Possible therapeutic mechanism of ginseng/ginsenosides is the induction of cellular network in neurovascular unit. Ginseng/ginsenosides possess multifaceted repair mechanisms including anti-inflammation through BBB protection and inhibition of NF-κB signaling and oxidative stress, and induction of healthy mitochondria. In addition, ginseng/ginsenosides play important roles in the protection of blood-brain barrier, inhibition of apoptosis, and enhancement of cellular interactions.

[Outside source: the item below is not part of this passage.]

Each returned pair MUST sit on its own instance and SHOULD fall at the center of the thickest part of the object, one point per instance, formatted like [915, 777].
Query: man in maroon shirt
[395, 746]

Consequently, functional neural circuit may be partly restored by ginseng-mediated glia-neuron and vessel-neuron communications, leading to angiogenesis, neurogenesis, synaptogenesis, and remyelination. In conclusion, ginseng and ginsenosides can contribute to cognitive repair in cases of neurovascular inflammatory diseases.

Declaration of competing interest

The authors declare no conflicts of interest.